An utterly average bar light-years away from its far superiour origin stablemates. If Neuhaus shows every evidence of care and quality in its origin chocolates, this one shows every evidence of mass-production and cost sensitivity. In fairness, it’s not, perhaps, terrible, but there’s nothing commendable about it either and tasting this chocolate and one of their origin bars side by side makes one wonder how they can issue from the same company. Given the exceptional character of its higher-end line, there is no good reason to buy this chocolate from Neuhaus.
Right from the start things look unpromising for this chocolate. It’s got a dark brown colour, and worse is flat and dull. Moulding, at least, appears to be reasonable but on the whole there seems to have been more an effort to speed these bars down the production line than make them look pretty.
Aroma, too, is more of a deterrent than an enticement. Most of it is dark coffee – indicative of beans roasted within an inch of their lives. There’s also a bizarre dusty nuance – or perhaps lint, almost as if this chocolate had been through the clothes dryer. At least the flavour salvages some respectability – there’s an initial hit of fruitiness in a currant burst. But then earthy and coffee flavours take over, and overriding it all is a powerful and unrelenting bitterness that proves impossible to ignore. What you have here is self-evidently bulk chocolate.

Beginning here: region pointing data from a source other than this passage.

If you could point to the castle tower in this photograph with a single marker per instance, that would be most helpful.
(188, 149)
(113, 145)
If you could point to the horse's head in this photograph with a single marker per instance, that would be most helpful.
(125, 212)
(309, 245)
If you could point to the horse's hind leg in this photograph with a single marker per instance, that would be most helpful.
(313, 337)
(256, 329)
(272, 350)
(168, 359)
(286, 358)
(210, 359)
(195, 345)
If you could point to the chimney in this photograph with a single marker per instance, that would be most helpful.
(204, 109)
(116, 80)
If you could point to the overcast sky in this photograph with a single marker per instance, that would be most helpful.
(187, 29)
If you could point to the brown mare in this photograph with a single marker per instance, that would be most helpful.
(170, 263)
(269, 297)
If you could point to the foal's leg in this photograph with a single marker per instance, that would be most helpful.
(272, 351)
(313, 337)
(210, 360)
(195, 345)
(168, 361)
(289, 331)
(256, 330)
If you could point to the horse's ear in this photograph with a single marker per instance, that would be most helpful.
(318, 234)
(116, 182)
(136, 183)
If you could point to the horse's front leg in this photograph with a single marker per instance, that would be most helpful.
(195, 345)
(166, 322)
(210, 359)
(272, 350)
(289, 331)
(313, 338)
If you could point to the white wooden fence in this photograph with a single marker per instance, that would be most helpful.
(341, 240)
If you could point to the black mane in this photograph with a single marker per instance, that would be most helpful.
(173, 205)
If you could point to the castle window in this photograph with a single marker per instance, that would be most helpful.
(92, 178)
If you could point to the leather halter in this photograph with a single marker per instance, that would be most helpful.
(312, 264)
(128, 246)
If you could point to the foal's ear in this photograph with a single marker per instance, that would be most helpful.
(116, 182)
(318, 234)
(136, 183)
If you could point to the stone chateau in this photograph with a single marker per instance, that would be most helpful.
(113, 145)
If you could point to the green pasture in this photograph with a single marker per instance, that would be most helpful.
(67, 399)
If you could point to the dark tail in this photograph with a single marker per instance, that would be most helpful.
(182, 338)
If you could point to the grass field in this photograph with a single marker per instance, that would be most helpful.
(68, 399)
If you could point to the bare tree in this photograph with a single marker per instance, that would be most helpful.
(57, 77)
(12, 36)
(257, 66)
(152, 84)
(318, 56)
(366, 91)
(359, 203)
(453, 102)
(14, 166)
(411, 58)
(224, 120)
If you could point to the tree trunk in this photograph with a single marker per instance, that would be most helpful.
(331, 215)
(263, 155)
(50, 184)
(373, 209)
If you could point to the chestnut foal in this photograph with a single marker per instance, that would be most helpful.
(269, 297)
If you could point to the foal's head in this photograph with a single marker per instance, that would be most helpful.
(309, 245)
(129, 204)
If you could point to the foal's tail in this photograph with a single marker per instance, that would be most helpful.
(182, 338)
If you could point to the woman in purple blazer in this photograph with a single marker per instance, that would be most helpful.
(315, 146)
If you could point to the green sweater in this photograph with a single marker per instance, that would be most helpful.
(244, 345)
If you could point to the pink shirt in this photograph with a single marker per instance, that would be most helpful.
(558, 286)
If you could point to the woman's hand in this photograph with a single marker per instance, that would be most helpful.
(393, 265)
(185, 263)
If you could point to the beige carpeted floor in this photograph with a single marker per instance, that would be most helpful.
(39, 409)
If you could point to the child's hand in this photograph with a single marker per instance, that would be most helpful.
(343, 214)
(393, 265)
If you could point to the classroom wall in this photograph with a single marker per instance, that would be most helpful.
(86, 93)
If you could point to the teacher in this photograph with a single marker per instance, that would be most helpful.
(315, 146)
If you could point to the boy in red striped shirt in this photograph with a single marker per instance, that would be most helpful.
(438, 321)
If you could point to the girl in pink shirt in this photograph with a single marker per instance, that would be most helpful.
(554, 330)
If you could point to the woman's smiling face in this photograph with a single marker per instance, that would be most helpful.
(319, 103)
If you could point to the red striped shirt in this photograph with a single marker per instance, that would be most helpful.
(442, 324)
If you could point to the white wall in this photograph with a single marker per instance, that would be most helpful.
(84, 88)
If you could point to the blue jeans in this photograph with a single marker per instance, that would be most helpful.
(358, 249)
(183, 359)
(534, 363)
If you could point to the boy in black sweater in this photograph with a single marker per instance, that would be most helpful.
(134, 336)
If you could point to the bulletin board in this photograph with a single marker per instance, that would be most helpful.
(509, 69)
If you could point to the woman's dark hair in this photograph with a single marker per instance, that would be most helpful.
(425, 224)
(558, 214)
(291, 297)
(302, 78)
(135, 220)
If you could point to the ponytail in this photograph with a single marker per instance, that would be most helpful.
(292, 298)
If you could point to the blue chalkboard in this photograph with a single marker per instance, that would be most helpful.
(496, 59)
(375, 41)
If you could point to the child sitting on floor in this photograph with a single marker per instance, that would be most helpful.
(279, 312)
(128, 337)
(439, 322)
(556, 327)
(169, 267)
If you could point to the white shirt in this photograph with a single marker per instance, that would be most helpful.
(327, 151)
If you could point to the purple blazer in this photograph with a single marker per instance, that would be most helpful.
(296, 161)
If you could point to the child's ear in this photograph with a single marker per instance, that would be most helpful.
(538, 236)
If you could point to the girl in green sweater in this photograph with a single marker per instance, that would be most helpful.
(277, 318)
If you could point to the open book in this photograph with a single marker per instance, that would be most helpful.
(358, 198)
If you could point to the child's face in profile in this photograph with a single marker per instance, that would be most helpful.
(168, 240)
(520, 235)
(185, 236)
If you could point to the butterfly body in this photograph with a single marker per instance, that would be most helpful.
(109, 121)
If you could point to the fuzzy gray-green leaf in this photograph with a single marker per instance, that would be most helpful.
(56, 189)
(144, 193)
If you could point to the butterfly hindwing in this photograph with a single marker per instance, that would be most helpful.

Texture is also on a bulk level, perhaps slightly above absolutely average, smooth without being remarkable. But it’s very dry, and in this case perhaps more cocoa butter might have at least gotten rid of the worst of the bitterness. It’s a bar that shrieks of careless, rushed mass production, with little thought or effort given to quality. How can a producer manage to make such a totally average chocolate as this one, on the one hand, and such totally superb chocolates as its origin chocolates, in the same line? Impossible to say. This seems to be a chocolate at the focal point of an ethical crisis.